Between the reading garden and the children’s section, there is a door leading to the basement of the store, what Cook calls The Underground.

In the Underground, the lights are low and patrons are encouraged to use candles to traverse the book shelves with, paying homage to those Black readers of the past who had to hide to read. In yet another contrast, the basement feels like a dark club, something Harriett’s plays off of with thier fun and funky Book “Clubs” hosted in the basement’s moody neon lighting, paired with music and lightly boozy refreshments. At the bottom of the stairs is a shrine dedicated to Harriett, affirmations in neon light, candles lit and unlit.

Along the walls are highly specified, unlabeled categories of gently used books. Books are grouped by sections as specific as: Black magical realism, memoirs about being Black and Queer, books about the underground railroad, Star Trek, slice-of-life fiction set post Civil War, the Harlem Renaissance, women in politics, and more. Refusing to lavel these niches, referencing the underground railroad in the name of the space, the shrines, all of these things pay subtle homage to Black culture. They offer themselves to patrons with a wink and a nod, a IYKYK mentality that Harriett’s seems to thrive with.
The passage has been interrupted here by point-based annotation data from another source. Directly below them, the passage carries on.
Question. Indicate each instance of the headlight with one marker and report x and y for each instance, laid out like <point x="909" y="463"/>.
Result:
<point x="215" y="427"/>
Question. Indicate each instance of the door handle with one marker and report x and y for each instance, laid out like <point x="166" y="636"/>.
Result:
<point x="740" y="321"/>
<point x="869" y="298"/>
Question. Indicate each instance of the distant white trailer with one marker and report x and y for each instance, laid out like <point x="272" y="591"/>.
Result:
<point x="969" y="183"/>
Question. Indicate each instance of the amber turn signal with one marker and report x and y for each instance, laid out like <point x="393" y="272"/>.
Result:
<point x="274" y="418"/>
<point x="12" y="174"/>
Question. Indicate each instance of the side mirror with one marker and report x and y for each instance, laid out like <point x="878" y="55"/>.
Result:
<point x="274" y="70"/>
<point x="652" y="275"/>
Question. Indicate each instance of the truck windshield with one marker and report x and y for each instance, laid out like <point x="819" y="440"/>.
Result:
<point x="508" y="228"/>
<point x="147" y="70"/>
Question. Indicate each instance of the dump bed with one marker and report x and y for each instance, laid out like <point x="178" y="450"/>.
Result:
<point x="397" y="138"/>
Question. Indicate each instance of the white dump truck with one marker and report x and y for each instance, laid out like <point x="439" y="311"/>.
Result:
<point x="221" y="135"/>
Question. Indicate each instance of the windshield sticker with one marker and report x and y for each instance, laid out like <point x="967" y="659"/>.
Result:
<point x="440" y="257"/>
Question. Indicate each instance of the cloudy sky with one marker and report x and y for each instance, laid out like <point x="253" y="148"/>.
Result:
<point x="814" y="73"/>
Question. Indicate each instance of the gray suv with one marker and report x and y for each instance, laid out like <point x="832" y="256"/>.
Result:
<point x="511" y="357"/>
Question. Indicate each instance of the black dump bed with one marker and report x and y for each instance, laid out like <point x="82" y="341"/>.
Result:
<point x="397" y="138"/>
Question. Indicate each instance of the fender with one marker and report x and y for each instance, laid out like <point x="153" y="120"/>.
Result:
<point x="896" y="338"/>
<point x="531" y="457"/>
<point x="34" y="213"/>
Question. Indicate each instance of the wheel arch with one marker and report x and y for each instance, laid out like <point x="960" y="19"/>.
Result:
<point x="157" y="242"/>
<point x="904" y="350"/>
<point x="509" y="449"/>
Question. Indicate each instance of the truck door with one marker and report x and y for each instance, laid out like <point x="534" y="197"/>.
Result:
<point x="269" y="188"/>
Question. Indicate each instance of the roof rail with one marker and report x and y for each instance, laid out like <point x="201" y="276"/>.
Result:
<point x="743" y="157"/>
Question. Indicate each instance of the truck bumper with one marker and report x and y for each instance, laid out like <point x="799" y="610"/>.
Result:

Harriett’s Bookshop is a space to give honor, artistic worth, and deep reverence to the works of women of color. Whether it be an art gallery, a smoky club, or a cozy schoolroom, Harriett’s embodies the envirornments that Black Women are marginalized in, and uplifts them, centers them. Jeanine Cook has made this honoring of Black art her life’s work. Harriett’s carries on its back the intense history of a movement towards Black Literature’s respect and value. Harriett’s demonstrates the idea that “inheritance is the soundest way of acquiring a collection,” (Benjamin, 66) as it attmepts to collect the long and star-studded history of the cultures it honors. Cook’s highly developed curation within Harriett’s displays that “the most distinguished trait of a collection will always be its transmissibility,” (Benjamin, 66) it’s ability to continue on with a momentum that transends the simple structure of the bookshop it inhabits.

Citations:

Benjamin, Walter. Illuminations : Essays and Reflections. Boston ; New York, Mariner Books, Houghton Mifflin Harcourt, 2019.

Buzbee, Lewis. The Yellow-Lighted Bookshop. ReadHowYouWant.com, 19 Oct. 2010.

Clifford, James. The Predicament of Culture : Twentieth-Century Ethnography, Literature, and Art. Cambridge, Mass., Harvard University Press, 1988.